Tuesday, October 2, 2012

From the Houston Chronicle: Race to replace Ron Paul: The Houston area’s only competitive congressional race

As is generally the case, the only race in the general area where the eventual winner has not already locked up victory is in Ron Paul's open seat. The district has been redesigned to include some union friendly territory, so the Democratic and the Republican are running a tight race, which also features a Libertarian and Green Party candidate.

From the Chron:

One of the state’s 36 congressional races is a real, true, honest-to-goodness competition, according to the political maps, the candidates, the consultants, the activists and everybody else who’s paying attention.

Another 34 districts were designed to protect incumbents, the parties that now hold them, or both.
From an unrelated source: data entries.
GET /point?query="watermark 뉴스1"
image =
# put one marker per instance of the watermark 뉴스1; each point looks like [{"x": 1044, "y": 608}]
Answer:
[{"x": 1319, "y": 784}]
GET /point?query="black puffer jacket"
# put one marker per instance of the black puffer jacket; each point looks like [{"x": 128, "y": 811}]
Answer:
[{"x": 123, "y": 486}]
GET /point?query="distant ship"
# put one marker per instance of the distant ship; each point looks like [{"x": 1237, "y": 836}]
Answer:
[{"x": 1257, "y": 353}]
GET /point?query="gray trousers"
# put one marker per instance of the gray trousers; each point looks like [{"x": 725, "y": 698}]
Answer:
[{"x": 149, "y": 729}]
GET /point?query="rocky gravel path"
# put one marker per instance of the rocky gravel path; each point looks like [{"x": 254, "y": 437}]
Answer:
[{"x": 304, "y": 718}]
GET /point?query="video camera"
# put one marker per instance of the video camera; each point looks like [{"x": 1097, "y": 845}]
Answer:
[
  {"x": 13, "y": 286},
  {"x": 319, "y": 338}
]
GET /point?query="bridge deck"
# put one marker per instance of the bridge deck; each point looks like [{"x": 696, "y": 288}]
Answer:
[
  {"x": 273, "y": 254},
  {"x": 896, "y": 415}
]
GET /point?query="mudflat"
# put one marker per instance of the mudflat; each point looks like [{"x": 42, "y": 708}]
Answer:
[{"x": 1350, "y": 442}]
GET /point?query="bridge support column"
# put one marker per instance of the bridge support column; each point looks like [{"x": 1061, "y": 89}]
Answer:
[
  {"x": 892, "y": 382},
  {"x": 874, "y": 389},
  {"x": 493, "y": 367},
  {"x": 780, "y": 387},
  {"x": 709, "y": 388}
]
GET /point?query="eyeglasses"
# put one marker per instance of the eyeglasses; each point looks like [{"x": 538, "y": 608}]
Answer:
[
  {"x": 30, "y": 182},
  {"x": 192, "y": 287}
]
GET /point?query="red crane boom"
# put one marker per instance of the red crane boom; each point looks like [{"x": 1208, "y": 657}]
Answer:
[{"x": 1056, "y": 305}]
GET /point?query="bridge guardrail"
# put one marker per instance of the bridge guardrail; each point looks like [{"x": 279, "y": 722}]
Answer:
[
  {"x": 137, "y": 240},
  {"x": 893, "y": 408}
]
Weird things happen in politics all the time, but barring the unexpected, those are set. The lawmakers who did the designing got what they wanted.

Then, there’s the race in the state’s 14th Congressional District — the place opened when U.S. Rep. Ron Paul, R-Lake Jackson, decided he wouldn’t seek another term. It’s been redrawn to include all of Jefferson and Galveston counties and part of Brazoria County.

State Rep. Randy Weber, R-Alvin, faces Democrat Nick Lampson, a former congressman from Beaumont; Libertarian Zach Grady; and the Green Party’s Rhett Rosenquest Smith.

It’s conservative turf. Gov. Rick Perry got 55.9 percent of the vote in his 2010 re-election. Two years before that, Republican U.S. Sen. John McCain got 57 percent of the vote in the presidential race.

Weber is counting on those tendencies — and on the unpopularity of President Obama in the district — to carry the day.

Lampson has run in this area before, on different political maps, at different times, but on political ground that closely matches the current district. He’s a known quantity, he argues. And though he has lost a couple of races since leaving Congress, he says a Democrat can succeed under the right circumstances, especially at a time when voters are fed up with partisans.